NASA Ponders Shuttle Flight Without Two Key Changes
Fri Jun 18, 2004 06:41 PM ET
By Broward Liston
CAPE CANAVERAL, Fla. (Reuters) - NASA is considering whether it can return its space shuttles to flight without making two safety improvements that have so far proved to be high hurdles for agency engineers, top officials said on Friday.
After the space shuttle Columbia disintegrated over Texas last year and killed the seven astronauts aboard, the Columbia Accident Investigation Board drafted a lengthy list of ambitious reforms.
Among other proposals, the board recommended NASA come up with a way to repair damage to the leading edge of a shuttle's wing, such as the kind that doomed Columbia in 2003.
It also said NASA should develop a way to inspect the underside of the shuttles for damage during the second day of flight. Columbia flew for 16 days without the crew or ground controllers knowing of the fatal hole that was out of sight from crew-compartment windows.
NASA engineers are working on a repair kit that could fix a large hole in a shuttle wing's leading edge. They are also trying to build a boom to inspect the orbiter's underside.
The tasks have proved challenging, so the space agency is considering whether it can launch the shuttles without those two upgrades.
Deputy Associate Administrator Michael Kostelnik stressed no decisions have been made.

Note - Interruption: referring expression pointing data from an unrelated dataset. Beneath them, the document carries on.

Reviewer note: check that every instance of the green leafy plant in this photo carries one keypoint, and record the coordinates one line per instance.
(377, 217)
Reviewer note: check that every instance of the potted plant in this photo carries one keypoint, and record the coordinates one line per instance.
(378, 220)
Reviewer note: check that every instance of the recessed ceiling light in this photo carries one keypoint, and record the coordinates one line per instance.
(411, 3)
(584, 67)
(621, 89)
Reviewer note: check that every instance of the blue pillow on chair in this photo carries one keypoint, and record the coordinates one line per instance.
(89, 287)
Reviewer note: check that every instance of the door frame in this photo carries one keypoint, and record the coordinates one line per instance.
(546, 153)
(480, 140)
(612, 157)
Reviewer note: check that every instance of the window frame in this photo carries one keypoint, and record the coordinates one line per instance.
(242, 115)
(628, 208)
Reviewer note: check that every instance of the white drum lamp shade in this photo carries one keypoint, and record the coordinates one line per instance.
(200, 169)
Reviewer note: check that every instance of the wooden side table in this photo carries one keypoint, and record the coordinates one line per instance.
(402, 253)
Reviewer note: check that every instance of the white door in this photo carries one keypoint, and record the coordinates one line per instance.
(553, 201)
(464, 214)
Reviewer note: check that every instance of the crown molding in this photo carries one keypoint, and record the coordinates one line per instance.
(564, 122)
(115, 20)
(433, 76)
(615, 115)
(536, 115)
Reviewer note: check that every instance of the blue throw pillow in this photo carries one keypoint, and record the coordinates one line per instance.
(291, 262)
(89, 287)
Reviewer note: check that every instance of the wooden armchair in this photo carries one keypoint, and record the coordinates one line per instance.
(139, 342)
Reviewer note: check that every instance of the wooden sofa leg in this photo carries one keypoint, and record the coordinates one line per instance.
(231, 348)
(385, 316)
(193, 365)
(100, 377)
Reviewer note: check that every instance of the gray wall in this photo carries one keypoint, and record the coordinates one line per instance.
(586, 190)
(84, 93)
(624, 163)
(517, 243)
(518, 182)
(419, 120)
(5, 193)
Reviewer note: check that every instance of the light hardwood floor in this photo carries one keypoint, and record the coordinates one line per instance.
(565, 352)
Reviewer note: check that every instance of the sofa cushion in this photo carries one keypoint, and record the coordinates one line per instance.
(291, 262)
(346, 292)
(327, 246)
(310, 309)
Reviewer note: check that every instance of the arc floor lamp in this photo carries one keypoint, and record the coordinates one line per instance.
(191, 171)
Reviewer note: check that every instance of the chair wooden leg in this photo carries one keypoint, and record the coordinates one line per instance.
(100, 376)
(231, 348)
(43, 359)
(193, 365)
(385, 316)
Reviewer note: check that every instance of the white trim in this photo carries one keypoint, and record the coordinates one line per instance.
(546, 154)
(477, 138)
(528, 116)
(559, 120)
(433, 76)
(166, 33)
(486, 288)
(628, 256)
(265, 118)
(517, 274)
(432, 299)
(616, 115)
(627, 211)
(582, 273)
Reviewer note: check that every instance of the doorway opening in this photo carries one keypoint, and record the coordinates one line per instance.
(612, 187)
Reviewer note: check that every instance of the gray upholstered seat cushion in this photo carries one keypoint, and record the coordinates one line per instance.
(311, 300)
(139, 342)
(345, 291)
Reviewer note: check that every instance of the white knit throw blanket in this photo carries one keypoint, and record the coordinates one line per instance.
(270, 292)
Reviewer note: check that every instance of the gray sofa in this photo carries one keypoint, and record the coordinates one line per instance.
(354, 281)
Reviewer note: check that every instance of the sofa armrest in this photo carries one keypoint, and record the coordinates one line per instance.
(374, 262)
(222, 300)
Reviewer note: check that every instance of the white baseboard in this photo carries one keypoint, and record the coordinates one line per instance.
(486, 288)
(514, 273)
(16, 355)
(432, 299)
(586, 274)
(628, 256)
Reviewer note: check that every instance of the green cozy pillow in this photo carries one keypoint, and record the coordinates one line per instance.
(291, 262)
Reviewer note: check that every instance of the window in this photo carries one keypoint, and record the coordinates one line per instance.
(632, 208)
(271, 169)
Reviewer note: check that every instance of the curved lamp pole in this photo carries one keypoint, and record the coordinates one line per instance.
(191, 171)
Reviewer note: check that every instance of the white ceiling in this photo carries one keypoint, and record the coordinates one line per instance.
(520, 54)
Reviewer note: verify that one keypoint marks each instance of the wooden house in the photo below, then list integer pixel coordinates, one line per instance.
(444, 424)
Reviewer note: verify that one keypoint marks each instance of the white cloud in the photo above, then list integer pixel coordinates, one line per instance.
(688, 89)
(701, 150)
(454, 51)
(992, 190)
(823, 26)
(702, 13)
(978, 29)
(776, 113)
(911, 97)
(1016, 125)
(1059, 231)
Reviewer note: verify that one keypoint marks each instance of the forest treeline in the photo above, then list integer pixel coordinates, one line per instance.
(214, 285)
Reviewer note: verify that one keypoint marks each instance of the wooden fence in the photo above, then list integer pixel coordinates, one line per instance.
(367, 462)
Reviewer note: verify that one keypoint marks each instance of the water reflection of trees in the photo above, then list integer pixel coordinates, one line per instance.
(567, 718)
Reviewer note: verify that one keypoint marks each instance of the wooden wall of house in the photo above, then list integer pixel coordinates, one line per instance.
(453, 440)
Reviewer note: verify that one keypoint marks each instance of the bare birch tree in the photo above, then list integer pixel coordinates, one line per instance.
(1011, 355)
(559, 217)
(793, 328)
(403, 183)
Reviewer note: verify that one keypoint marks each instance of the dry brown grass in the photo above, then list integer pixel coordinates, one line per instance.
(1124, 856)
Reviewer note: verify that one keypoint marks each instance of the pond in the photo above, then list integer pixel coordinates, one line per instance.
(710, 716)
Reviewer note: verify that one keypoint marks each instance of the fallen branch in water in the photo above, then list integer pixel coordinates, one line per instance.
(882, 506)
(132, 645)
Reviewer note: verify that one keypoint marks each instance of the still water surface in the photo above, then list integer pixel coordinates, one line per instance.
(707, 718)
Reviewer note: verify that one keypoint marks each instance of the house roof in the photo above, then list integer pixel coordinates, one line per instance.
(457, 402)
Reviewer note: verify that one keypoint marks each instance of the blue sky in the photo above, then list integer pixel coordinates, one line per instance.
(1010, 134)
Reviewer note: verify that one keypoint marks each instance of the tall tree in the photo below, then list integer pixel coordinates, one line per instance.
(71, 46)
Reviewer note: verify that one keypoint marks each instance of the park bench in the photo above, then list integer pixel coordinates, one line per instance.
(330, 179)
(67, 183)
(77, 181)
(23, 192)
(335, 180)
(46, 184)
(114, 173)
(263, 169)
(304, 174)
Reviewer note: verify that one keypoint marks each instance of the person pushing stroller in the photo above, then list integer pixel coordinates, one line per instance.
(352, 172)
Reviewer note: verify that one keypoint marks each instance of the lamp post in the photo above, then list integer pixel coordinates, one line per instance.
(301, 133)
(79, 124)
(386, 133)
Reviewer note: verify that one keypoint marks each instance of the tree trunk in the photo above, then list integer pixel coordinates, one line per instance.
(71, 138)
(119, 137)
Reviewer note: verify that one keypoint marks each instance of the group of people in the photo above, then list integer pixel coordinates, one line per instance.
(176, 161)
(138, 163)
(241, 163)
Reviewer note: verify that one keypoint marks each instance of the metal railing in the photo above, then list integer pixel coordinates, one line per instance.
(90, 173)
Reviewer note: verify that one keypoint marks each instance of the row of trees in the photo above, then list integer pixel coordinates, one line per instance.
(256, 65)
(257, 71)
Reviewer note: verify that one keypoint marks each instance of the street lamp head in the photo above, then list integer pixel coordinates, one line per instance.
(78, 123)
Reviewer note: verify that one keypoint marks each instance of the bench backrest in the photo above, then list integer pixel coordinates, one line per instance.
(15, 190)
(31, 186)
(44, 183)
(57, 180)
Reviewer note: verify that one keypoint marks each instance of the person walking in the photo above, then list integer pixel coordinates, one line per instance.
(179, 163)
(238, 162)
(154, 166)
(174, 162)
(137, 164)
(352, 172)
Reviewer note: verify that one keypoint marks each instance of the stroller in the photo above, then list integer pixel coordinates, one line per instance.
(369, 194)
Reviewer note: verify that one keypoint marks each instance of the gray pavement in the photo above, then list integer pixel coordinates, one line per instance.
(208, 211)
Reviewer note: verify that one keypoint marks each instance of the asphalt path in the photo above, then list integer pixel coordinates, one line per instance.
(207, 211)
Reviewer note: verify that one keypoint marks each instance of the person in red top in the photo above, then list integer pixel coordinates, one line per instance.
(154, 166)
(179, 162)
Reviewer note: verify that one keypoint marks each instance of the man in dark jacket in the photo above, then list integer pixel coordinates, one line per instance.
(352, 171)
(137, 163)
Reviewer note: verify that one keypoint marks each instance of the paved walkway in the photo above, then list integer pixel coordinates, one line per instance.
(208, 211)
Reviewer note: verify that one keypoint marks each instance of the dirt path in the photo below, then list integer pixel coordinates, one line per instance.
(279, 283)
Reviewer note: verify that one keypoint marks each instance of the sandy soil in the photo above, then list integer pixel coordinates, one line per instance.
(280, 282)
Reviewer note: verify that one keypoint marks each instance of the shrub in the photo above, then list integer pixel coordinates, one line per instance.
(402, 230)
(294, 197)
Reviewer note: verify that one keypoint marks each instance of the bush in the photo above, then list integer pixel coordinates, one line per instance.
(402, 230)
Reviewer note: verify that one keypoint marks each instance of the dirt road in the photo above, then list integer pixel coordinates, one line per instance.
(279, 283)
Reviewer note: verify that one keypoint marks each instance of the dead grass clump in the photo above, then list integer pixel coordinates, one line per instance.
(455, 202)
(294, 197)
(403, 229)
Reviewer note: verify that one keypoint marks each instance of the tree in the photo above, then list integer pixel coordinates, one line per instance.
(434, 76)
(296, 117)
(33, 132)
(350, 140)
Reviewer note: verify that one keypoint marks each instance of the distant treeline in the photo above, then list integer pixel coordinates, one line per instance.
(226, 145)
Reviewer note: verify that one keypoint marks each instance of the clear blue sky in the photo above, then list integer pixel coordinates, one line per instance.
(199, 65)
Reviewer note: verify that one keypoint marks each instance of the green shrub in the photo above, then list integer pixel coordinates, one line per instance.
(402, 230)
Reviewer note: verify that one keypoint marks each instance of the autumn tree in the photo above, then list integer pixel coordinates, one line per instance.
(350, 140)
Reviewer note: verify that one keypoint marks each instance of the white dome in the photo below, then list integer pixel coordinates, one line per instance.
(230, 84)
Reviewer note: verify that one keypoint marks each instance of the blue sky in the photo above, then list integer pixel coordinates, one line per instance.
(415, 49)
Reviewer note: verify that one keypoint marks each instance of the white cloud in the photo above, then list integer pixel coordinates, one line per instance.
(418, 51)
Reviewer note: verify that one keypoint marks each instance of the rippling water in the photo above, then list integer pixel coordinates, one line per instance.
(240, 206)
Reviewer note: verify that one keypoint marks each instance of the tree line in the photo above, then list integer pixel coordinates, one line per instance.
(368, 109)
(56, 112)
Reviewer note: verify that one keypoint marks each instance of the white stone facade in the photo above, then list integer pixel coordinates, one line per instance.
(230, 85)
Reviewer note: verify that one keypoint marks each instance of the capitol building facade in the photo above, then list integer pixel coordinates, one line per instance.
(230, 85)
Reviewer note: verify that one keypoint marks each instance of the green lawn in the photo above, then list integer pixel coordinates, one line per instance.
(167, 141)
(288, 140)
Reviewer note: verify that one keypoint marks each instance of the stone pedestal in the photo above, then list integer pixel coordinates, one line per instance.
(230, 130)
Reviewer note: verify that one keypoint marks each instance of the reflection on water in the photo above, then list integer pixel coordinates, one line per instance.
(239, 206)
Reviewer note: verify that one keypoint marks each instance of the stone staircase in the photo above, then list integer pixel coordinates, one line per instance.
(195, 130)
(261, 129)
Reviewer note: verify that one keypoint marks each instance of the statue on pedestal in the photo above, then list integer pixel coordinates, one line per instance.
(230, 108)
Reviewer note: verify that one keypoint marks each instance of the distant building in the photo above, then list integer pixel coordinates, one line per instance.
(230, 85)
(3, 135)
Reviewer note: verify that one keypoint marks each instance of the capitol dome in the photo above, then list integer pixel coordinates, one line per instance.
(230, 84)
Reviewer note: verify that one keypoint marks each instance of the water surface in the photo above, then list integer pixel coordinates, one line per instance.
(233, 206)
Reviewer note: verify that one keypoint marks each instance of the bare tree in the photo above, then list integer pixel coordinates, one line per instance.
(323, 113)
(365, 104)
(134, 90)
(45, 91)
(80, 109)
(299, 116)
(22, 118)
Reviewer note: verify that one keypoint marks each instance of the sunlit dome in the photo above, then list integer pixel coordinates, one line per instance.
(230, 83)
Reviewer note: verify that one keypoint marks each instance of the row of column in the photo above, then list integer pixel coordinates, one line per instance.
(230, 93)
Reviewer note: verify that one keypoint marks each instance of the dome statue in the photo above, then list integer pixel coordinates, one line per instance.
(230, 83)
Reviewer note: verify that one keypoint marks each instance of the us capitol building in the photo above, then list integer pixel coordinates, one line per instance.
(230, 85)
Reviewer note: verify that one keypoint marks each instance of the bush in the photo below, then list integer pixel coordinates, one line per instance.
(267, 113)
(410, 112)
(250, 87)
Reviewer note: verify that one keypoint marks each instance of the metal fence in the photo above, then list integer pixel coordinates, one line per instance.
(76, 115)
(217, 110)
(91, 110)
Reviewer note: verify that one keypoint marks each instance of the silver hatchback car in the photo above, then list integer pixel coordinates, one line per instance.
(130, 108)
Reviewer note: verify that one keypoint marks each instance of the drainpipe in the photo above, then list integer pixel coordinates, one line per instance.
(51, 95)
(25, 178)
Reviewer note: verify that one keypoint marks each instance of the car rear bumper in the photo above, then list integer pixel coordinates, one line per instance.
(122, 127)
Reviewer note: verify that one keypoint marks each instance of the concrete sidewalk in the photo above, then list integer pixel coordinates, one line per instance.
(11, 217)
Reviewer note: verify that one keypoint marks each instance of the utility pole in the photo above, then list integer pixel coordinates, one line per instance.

In any case, NASA is committed to a plan that would supply the International Space Station with enough food, water and oxygen that a stranded shuttle crew could live there until a rescue shuttle reached them 85 to 90 days later.
The shuttle Discovery is scheduled for launch between March 6 and April 18, 2005, on a mission that will test many improvements made since the loss of the Columbia.
"We will have changed more things on these vehicles than we've changed on any flight since STS-1," the first shuttle flight in 1981, Kostelnik said.
NASA is removing the orange foam from the area of the external tank that broke off 81 seconds after liftoff and damaged Columbia's wing, so officials said they were hopeful they would never have to deal with such a large hole again.
The foam, designed to keep ice from forming on the outside of the tank, will be replaced by heaters.
There would also be repair kits available to fix smaller cracks or holes up to 4 inches (10 cm) across.
As for the inspection, NASA would rely on a visual examination made by astronauts with cameras aboard the space station. That requires the shuttle to slowly spin around in space as cameras whir aboard the station before docking.
"Of all the things we have on the table, this rotation pitch maneuver is probably the best understood, and we've got the highest confidence in it," deputy shuttle program manager Wayne Hale said.
The final decision on safety measures will not be left to the shuttle program managers. An independent panel headed by retired astronauts Tom Stafford and Richard Covey will have to decide whether NASA is in full compliance with the investigation board's recommendations.